How to set up new iPhone without deleting its data?

I had my first iPhone synched with my Macbook, then I bought a second iPhone, a 3GS, and I still haven't synchronized it with my Macbook. In fact, I'm not sure I set this 3GS up with any computer at all: I don't remember setting up this new 3GS with any computer (is there any way I can doublecheck this from the iPhone itself?).

I have been using this 3GS for months, and now it's full of vital data that has not been backed up anywhere. Also, its iOS has never been updated. For these reasons, I'd like to synch it with my iTunes, so that I can back it up, and update iOS.

When I connect the 3GS to my MacBook, iTunes 10 warns me that:

"This computer has been previously synced with and iPhone or another iOS device"

I then have two options: 1) "set up as new iPhone" 2) "restore from the backup of" (here I see my first iPhone's backups)

Obviously I don't want to overwrite my current 3GS data with backups from another phone. Also, I don't want to erase or loose any data currently present on my 3GS.

My question is: how can I backup the data from this 3GS without loosing anything ?

I strongly fear that choosing "set up as new iPhone" will erase everything currently present on my 3GS.


Firstly you have to configure iTunes not to auto-sync.

Disable auto-sync

Then, you plug your iPhone, and back it up.

iPhone back up


The real problem here is coming to grips with how iTunes backs up data and what it means when the sandboxed data gets restored onto a device that may or may not have the same apps. Second - you have two distinct problems. First - making a backup and knowing it will be restorable if needed. Second - breaking the sync pairing between the old iTunes library and setting up a new pairing with your current computer (if desired)

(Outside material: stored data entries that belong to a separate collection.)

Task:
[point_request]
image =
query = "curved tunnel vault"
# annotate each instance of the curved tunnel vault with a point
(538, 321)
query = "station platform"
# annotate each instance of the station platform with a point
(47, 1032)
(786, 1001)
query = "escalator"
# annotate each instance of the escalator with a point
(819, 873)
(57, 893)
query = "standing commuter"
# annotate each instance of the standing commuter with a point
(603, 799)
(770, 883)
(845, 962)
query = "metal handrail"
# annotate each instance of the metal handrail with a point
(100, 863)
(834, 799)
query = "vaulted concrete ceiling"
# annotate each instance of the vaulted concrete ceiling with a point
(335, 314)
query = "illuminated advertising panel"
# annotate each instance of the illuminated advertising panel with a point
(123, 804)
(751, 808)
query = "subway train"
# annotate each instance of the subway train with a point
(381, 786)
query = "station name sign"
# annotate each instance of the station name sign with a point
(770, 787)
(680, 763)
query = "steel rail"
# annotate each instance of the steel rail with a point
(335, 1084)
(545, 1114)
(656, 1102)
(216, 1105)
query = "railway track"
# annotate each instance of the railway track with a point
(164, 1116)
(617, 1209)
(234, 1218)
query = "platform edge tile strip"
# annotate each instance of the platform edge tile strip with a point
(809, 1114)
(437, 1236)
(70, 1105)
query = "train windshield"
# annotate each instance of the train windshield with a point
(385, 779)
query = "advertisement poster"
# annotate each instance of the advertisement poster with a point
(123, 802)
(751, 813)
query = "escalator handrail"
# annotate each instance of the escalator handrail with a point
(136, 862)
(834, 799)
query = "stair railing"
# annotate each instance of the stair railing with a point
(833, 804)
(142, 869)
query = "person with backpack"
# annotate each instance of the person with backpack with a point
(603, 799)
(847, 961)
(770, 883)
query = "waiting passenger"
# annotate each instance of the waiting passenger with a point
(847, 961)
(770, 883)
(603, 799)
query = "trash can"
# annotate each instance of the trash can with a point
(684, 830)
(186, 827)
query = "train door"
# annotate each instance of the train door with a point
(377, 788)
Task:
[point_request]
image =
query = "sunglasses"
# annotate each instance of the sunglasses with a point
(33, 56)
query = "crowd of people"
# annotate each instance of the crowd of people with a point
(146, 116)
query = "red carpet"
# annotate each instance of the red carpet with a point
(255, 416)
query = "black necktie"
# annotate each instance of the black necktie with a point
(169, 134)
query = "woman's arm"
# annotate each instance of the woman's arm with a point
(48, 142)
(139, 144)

Here are some articles that cover the basics:

  • iOS: How to back up
  • iOS: How to back up your data and set up as a new device
  • MobileMe: Backing up your Contacts, Calendar, and Bookmarks if they only exist on an iOS device
  • iCloud: How to back up iCloud data
  • iOS: How to transfer or sync content to your computer
  • Using iPhone, iPad, or iPod with multiple computers

Over time, Apple keeps making this better and better, but it really depends on which version of iOS and which version of iTunes you are using. Also - some data will never be backed up (account passwords when data protection / backup encryption is not enabled).

Three strategies exist:

1) Just do the work to sync only the data you need and avoid backing up - go over each app on the phone - delete the ones you don't care to back up data (games, unused apps, trivial ones to start again like Facebook or Twitter where the app only caches data - not stores the only copy of data)

2) Let iTunes back up the phone and test restoring it on a new device. You might be happy with iTunes and can live with things not needing to set up a new device.

3) Send the backup to iCloud and see about restoring after you've gotten the device paired with the new computer.

The big problem is you don't know if the backup is good until you test restoring it and most people don't want to go to the hassle to test things to make sure the don't "loose anything". Also - each person makes different choices on how and what they care to sync (and by which method) so a general list of steps becomes like a "choose your own adventure" book with dozens of decision points where the steps diverge.